People aren't generally committed for being obnoxious dillweeds.

His behavior is self-destructive but so is smoking.

lol. I read this as "People aren't generally committed TO being obnoxious dillweeds" and said to myself "au contrare".

Interesting piece here.

https://www.nbcnews.com/news/us-news...

This part made me laugh out loud.

The city would lose $8 million a year on fare-free transit, but Lucas insisted that it would not be "a significant amount" of Kansas City's $1.7 billion budget. By not paying for maintaining and using a fare collection system, the city would save about $3 million a year, leaving Kansas City officials to come up with only $5 million to cover losses, Lucas said.

He said critics rarely ask where the money comes from for other projects, like the hundreds of millions of dollars spent each year on building and maintaining streets or the $325 million to renovate Arrowhead Stadium, where the Kansas City Chiefs play.

$325 million. For some reason there’s always money for billionaire welfare.

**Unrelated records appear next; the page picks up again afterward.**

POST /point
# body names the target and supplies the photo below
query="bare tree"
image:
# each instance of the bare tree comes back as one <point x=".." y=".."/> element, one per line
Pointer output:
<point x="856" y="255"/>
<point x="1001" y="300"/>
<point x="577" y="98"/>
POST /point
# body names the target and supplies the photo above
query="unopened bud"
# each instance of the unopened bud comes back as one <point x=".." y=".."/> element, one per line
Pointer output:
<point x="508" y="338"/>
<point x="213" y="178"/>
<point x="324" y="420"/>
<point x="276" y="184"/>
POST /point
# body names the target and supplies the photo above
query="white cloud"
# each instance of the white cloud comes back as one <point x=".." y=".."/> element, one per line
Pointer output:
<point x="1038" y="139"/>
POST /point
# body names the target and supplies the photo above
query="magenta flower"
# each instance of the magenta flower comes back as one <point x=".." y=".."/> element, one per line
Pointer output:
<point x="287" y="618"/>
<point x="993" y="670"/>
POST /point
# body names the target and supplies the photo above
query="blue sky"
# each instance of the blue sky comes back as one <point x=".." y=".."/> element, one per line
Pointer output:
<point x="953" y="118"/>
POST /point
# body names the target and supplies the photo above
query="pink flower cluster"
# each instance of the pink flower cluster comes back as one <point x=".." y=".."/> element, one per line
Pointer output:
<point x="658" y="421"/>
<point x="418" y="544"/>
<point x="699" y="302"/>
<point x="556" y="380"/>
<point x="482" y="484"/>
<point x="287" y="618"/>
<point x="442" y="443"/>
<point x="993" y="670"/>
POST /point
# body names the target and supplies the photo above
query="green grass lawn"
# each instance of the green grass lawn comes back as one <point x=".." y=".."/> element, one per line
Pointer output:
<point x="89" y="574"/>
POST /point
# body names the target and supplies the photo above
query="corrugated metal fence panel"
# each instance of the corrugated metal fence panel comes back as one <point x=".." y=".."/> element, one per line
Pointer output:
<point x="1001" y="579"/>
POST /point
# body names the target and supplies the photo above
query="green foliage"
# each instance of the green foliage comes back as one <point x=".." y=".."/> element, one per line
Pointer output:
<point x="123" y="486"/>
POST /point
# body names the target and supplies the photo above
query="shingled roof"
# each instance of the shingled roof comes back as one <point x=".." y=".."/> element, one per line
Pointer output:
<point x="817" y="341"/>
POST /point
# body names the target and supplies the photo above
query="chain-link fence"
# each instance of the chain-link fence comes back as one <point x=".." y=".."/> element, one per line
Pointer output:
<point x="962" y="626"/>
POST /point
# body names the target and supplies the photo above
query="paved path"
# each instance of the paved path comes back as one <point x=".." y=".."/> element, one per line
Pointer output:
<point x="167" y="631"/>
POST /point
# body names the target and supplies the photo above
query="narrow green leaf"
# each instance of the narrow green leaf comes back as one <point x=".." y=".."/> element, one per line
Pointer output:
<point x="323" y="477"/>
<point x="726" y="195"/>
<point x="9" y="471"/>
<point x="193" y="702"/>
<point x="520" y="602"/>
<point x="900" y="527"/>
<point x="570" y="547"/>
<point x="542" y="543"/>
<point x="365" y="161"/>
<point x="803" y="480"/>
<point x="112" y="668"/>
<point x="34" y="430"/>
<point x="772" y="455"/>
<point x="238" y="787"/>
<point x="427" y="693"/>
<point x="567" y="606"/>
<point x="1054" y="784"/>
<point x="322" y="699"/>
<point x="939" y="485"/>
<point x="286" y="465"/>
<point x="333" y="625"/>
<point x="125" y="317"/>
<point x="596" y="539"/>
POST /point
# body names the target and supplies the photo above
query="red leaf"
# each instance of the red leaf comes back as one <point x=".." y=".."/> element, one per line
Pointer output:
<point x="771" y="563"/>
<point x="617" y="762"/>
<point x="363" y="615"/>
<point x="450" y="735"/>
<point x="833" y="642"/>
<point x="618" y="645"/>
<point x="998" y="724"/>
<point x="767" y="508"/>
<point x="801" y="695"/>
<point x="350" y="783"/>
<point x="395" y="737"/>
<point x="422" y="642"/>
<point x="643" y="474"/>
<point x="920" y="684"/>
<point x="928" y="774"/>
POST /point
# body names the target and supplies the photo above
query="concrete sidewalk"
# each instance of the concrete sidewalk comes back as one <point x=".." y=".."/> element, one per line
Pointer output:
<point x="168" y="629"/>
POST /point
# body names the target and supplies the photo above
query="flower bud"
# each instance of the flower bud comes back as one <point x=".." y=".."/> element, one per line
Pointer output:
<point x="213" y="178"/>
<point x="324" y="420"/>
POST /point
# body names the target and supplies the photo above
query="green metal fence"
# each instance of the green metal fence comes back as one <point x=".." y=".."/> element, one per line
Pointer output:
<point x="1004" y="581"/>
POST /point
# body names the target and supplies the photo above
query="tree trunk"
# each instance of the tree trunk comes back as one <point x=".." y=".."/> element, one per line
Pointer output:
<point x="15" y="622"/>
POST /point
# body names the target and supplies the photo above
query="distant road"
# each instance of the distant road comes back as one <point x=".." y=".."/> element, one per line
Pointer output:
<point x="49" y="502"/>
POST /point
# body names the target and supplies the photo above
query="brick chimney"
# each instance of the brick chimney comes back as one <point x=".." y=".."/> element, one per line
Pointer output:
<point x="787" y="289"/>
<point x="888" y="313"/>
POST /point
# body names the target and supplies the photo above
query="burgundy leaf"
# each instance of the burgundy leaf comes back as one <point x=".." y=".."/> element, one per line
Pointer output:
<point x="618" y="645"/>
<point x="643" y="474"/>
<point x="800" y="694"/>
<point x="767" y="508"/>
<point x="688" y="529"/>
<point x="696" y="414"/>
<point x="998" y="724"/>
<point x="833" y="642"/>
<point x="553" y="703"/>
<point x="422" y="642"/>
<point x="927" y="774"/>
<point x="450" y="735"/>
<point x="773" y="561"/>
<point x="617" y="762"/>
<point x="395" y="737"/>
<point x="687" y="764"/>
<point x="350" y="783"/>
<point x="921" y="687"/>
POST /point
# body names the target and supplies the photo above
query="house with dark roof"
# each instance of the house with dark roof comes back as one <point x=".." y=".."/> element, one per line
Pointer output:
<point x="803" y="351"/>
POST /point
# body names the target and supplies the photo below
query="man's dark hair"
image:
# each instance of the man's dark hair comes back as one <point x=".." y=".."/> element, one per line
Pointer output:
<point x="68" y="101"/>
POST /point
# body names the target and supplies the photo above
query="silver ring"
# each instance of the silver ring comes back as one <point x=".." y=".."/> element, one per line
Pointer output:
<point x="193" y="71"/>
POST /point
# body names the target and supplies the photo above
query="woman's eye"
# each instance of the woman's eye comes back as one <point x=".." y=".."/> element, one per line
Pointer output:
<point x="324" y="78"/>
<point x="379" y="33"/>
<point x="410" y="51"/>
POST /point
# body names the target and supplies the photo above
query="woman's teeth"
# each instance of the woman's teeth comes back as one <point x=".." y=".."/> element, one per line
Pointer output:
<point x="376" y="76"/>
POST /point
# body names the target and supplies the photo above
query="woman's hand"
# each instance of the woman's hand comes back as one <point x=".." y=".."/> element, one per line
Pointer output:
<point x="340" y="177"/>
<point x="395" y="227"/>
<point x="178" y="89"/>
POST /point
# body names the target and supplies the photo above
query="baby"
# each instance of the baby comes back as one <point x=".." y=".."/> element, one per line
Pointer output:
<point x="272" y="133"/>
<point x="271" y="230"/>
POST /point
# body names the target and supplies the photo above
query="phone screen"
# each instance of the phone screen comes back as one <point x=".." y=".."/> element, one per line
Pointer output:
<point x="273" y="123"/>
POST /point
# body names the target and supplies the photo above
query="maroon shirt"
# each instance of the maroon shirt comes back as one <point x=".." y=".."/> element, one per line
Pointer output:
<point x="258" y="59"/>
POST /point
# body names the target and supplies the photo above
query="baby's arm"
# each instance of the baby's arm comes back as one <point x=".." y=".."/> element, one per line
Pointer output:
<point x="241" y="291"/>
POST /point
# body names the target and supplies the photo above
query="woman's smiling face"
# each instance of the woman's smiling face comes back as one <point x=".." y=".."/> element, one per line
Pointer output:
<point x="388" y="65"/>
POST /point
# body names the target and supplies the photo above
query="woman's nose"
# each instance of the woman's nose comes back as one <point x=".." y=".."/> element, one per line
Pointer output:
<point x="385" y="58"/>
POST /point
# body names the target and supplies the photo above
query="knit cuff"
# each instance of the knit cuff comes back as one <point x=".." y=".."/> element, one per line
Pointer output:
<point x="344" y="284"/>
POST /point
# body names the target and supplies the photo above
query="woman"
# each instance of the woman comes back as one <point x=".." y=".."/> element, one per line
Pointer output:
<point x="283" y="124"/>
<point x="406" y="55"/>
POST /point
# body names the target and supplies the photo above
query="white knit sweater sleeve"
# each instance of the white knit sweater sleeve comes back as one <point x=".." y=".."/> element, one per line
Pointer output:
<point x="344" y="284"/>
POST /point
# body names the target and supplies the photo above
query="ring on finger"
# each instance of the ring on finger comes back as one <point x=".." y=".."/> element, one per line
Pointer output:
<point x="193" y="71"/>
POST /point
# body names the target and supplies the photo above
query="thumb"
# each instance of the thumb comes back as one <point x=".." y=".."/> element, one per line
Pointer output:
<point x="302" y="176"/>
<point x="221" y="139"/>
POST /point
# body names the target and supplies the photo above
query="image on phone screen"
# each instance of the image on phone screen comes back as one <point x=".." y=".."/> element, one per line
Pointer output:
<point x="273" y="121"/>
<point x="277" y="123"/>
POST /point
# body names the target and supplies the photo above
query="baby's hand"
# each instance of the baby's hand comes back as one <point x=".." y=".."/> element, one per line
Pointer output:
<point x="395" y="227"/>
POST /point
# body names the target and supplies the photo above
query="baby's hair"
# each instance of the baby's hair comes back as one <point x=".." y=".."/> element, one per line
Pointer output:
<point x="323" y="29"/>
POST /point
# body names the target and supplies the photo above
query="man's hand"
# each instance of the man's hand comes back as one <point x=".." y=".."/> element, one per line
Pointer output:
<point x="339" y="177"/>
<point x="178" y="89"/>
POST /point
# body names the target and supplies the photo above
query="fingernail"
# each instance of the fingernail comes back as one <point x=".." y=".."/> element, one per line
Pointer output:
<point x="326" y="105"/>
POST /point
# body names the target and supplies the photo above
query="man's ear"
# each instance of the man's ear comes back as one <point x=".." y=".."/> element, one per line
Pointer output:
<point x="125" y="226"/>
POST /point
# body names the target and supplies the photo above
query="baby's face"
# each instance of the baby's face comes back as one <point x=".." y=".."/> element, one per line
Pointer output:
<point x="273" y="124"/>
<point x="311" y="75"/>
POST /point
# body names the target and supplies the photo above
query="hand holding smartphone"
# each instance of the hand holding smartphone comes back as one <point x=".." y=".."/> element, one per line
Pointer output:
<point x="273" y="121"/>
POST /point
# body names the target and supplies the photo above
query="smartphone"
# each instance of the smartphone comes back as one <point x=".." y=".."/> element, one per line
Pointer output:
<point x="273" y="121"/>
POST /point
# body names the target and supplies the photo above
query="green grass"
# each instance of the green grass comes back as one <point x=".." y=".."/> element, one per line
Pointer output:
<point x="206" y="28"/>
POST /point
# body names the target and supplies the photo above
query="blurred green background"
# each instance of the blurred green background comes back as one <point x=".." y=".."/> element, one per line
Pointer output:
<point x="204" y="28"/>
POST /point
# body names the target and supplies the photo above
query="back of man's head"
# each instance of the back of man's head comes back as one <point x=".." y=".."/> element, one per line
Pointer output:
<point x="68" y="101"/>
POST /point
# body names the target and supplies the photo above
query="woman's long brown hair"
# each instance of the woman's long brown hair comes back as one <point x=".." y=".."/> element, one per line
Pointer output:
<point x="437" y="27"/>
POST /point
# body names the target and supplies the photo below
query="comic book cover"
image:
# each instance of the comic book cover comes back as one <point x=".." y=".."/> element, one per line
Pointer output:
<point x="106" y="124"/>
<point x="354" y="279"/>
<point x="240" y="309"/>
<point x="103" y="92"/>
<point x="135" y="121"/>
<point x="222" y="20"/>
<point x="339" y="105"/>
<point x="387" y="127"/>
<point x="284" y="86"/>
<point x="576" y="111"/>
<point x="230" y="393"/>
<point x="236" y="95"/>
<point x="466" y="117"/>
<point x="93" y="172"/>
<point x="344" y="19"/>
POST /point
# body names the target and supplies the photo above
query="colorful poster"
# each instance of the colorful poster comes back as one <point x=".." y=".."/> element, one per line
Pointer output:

We use the free railcars ALL THE TIME and don't even live downtown. I love that KC is progressive on this issue.

DSGamer wrote:

Interesting piece here.

https://www.nbcnews.com/news/us-news...

This part made me laugh out loud.

The city would lose $8 million a year on fare-free transit, but Lucas insisted that it would not be "a significant amount" of Kansas City's $1.7 billion budget. By not paying for maintaining and using a fare collection system, the city would save about $3 million a year, leaving Kansas City officials to come up with only $5 million to cover losses, Lucas said.

He said critics rarely ask where the money comes from for other projects, like the hundreds of millions of dollars spent each year on building and maintaining streets or the $325 million to renovate Arrowhead Stadium, where the Kansas City Chiefs play.

$325 million. For some reason there’s always money for billionaire welfare.

Also lol at this

In New York City, racial justice advocates have been protesting the addition of 500 police officers to patrol the subway system, supposedly to crack down on fare evasion. The New York Metropolitan Transportation Authority says it will save over $200 million that is lost to evasion in four years but will spend around $249 million to pay the officers enforcing fares over the same period.